Some CPUs (notably x86 CPUs) feature a parity flag on their status register. This flag indicates whether the number of bits of the result of an operation is odd or even.
Back in the "old days" when performance was always a concern, it made more sense. It was used in communication to verify integrity (do error checking) and a substantial portion of communication was serial, which makes more use of parity than parallel communications. In any case, it was trivial for the CPU to compute it using just 8 XOR gates, but otherwise was rather hard to compute without CPU support. Without hardware support it took an actual loop (possibly unrolled) or a lookup table, both of which were very time consuming, so the benefits outweighed the costs. Now though, it is more like a vestige.
The Parity Flag is a relic from the old days to do parity checking in software.
TL;DR
As Randall Hyde put it in The Art of Assembly Language, 2nd Edition:
Parity is a very simple error-detection scheme originally employed by telegraphs and other serial communication protocols. The idea was to count number of set bits in a character and include an extra bit in the transmission to indicate whether that character contained an even or odd number of set bits. The receiving end of the transmission would also count the bits and verify that the extra "parity" bit indicated a successful transmission.
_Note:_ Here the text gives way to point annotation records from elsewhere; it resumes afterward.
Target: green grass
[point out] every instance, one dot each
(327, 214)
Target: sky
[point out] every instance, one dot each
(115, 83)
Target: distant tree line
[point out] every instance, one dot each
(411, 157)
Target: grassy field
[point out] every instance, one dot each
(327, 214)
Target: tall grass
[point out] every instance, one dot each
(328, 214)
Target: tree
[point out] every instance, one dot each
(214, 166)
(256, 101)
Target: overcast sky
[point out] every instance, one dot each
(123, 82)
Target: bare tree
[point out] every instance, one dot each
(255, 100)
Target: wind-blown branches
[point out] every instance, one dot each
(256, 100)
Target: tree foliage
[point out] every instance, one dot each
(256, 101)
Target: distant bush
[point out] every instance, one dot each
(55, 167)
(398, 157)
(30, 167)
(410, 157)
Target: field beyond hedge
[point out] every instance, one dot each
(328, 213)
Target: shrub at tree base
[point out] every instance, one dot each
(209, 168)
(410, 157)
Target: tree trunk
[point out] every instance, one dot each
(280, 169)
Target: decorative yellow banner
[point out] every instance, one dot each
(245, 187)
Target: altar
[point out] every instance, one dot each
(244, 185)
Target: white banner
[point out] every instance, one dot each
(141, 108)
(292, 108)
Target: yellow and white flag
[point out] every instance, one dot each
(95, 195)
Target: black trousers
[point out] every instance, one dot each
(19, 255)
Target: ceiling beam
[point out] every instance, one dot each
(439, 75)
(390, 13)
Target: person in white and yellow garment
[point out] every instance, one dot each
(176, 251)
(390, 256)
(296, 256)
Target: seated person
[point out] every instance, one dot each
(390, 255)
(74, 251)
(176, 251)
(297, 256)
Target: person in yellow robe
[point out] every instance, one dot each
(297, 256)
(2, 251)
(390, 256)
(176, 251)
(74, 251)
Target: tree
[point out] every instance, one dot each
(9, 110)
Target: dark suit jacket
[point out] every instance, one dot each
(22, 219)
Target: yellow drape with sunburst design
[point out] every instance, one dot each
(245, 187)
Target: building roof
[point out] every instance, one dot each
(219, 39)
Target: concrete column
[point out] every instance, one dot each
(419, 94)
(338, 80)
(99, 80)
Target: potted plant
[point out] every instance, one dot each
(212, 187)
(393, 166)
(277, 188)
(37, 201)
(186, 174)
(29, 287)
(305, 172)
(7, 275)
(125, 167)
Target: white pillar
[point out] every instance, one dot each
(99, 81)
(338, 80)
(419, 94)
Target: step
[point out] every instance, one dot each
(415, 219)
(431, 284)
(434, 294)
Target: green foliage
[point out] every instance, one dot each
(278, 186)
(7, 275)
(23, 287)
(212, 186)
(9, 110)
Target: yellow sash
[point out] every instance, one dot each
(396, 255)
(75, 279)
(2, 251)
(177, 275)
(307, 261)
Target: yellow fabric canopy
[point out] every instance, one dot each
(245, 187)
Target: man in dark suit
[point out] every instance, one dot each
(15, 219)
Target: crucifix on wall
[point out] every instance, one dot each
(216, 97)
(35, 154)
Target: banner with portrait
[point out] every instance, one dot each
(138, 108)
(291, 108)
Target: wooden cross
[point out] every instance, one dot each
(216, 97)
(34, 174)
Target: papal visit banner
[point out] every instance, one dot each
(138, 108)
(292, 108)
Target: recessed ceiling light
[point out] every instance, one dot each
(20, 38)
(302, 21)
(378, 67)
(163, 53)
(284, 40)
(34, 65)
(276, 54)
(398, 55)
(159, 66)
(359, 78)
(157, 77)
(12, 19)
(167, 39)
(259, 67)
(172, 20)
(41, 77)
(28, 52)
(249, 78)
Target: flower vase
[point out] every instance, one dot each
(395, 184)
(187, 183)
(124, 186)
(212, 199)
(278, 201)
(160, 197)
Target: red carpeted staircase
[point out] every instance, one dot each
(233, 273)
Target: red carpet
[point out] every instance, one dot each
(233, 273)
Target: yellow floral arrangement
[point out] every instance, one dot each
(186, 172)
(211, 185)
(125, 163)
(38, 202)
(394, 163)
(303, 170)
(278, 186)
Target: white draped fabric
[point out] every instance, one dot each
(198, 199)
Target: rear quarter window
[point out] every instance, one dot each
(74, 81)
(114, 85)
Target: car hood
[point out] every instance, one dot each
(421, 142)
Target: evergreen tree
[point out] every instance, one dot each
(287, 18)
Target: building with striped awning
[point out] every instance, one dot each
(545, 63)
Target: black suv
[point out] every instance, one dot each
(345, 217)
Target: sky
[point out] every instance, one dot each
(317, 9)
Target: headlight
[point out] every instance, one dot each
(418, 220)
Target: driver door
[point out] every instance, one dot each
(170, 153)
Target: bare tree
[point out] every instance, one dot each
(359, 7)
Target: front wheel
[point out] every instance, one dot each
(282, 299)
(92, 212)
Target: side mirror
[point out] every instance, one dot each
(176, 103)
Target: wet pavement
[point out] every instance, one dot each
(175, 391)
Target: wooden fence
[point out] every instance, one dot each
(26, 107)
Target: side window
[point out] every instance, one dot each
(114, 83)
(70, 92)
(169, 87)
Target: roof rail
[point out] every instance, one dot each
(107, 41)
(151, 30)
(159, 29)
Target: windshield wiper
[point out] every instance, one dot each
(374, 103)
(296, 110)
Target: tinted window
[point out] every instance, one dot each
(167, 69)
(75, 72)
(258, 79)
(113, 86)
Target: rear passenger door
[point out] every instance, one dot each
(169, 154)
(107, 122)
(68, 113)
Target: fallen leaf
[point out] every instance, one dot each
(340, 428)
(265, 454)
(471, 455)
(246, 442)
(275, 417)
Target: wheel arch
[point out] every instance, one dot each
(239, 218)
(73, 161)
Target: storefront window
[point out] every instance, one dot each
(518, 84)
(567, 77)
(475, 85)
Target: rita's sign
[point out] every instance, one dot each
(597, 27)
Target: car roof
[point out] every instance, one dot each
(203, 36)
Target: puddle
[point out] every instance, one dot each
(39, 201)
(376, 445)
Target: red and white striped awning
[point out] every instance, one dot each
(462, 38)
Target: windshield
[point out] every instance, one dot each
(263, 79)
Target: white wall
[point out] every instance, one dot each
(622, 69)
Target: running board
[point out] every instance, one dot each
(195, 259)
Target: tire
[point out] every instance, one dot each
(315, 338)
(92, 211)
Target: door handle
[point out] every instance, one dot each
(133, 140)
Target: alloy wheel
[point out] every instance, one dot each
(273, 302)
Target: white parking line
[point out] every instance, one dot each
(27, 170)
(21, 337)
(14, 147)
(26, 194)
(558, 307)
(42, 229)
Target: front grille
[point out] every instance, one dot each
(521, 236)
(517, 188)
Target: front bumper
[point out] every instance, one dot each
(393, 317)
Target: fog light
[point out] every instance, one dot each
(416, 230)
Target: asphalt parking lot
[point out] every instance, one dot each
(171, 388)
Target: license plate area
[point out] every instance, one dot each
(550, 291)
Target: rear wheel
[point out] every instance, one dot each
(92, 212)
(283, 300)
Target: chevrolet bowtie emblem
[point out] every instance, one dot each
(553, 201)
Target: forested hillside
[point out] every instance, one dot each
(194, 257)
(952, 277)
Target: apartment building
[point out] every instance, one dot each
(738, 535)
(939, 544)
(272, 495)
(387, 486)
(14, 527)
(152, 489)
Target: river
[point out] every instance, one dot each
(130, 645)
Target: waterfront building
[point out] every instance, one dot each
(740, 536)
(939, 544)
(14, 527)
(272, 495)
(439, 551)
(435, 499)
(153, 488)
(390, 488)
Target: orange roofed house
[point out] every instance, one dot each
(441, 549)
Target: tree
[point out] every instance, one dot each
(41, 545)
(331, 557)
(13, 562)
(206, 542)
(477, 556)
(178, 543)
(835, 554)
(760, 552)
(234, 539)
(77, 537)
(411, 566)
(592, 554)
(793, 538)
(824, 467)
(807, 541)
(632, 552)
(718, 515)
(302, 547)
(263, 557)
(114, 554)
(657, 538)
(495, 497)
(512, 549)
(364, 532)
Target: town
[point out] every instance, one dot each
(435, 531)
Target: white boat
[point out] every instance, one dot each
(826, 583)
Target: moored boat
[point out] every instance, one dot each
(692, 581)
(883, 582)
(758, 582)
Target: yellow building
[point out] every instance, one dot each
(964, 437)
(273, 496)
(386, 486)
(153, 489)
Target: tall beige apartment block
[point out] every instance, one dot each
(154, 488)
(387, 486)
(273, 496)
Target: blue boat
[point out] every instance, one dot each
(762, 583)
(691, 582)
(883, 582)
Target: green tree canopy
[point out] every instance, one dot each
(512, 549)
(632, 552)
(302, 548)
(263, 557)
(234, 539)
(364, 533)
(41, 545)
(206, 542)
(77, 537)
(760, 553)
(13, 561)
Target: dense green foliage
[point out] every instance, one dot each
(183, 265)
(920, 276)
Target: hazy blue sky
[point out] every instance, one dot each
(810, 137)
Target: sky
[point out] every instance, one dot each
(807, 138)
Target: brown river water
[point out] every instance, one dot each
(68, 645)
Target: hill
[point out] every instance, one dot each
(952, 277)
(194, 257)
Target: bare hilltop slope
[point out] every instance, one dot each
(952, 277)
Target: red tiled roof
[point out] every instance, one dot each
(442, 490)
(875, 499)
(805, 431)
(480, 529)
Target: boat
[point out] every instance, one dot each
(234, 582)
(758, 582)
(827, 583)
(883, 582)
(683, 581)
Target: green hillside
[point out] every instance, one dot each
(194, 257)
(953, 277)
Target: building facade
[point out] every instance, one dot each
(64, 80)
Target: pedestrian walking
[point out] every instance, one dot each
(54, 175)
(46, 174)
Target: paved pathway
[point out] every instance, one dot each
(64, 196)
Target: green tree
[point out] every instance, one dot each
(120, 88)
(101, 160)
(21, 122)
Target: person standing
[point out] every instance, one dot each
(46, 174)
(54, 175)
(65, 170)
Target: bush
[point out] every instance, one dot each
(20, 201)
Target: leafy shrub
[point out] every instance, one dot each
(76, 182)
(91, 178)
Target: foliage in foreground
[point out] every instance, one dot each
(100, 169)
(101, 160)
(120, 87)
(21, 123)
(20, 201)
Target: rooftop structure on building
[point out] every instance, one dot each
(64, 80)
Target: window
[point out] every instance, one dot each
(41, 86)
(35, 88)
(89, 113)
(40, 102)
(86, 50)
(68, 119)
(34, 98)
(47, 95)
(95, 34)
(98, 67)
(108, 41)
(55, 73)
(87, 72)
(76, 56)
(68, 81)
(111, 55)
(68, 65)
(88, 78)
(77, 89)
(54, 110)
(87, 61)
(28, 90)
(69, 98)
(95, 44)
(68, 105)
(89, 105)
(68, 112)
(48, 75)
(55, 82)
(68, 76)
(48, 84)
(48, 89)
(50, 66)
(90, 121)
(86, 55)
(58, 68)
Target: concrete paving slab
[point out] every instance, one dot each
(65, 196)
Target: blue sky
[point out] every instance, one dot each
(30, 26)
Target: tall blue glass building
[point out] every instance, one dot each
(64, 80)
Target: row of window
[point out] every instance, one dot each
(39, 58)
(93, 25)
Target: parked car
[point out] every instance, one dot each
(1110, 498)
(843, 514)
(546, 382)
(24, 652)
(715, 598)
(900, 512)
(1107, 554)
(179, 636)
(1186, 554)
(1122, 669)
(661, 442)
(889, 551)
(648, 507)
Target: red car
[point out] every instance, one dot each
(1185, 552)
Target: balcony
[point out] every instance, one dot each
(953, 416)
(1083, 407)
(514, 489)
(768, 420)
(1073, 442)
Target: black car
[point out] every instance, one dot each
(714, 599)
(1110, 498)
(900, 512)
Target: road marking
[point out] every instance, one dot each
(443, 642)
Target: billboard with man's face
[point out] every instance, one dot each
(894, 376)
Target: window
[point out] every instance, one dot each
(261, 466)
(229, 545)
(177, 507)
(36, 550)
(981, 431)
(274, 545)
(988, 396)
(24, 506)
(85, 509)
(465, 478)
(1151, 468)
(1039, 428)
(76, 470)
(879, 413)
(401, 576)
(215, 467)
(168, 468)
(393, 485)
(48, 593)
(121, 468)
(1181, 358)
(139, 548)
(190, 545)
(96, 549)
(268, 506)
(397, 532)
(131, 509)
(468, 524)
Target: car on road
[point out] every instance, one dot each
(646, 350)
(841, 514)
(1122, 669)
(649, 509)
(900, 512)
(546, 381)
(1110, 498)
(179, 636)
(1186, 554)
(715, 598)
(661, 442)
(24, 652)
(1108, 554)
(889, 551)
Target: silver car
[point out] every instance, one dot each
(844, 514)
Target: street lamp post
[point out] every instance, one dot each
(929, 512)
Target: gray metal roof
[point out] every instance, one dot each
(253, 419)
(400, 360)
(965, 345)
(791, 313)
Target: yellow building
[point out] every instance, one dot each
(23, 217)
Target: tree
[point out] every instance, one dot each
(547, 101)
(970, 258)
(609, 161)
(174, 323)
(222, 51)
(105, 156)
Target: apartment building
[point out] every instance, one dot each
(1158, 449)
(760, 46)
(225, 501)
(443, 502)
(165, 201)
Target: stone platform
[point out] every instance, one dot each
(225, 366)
In the old days there was serial communication hardware (UART) that lacked the ability to do parity checking on transmitted data, so programmers had to do it in software. Also some really old devices like paper tape punches and readers, used 7 data bits and a parity bit, and programmers had to do the parity checking in software to verify data integrity. In order to be able to use parity bit for error detection communicating parties would have to agree in advance on whether every transmitted byte should have odd or even parity (part of a communication protocol).
The primary methods to do parity checking in software without CPU support are bit counting or using a lookup table. Both are very expensive compared to having a Parity Flag in a CPU computed by a single instruction. For that reason in April 1972 Intel introduced the Parity Flag into their 8008 8-bit CPU. Here is an example of how each byte could be tested for integrity on the receiving end since then.
mov al,<byte to be tested>
test al,al
jp <somewhere> ; byte has even parity
; byte has odd parity
Then a program could perform all sorts of conditional logic based on the value of the Parity Flag.
JPO
, JPE
), calls (CPO
, CPE
) and returns (RPO
, RPE
).JNP/JPO
, JP/JPE
).SETPE/SETP
and SETPO/SETNP
are added with Intel 80386.CMOVP/CMOVPE
, CMOVNP/CMOVPO
are added with Pentium Pro.This set of instructions which make use of the Parity Flag remained fixed since then.
Nowadays the primary purpose of this flag has been taken over by hardware. To quote Randall Hyde in The Art of Assembly Language, 2nd Edition:
Serial communications chips and other communications hardware that use parity for error checking normally compute the parity in hardware; you don't have to use software for this purpose.
The antiquity of the Parity Flag is proved by the fact that it works on low 8 bits only, so it's of limited use. According to Intel® 64 and IA-32 Architectures Software Developer Manuals the Parity Flag is:
Set if the least-significant byte of the result contains an even number of 1 bits; cleared otherwise.
Interesting fact: By his own words a networking engineer Wolfgang Kern scanned all code he had written at some point (~14 GB) for JPE
and JPO
instructions and found it only in an RS232 driver module and in an very old 8-bit
calculation.
There's one practical micro-optimization achievable with parity -- that's bit swapping as used eg in fourier transform address generation using the butterfly kernel.
To swap bits 7 and 0, one can exploit parity of (a&0x81) followed by conditional (a^=0x81). Repeat for bits 6/1, 5/2 and 4/3.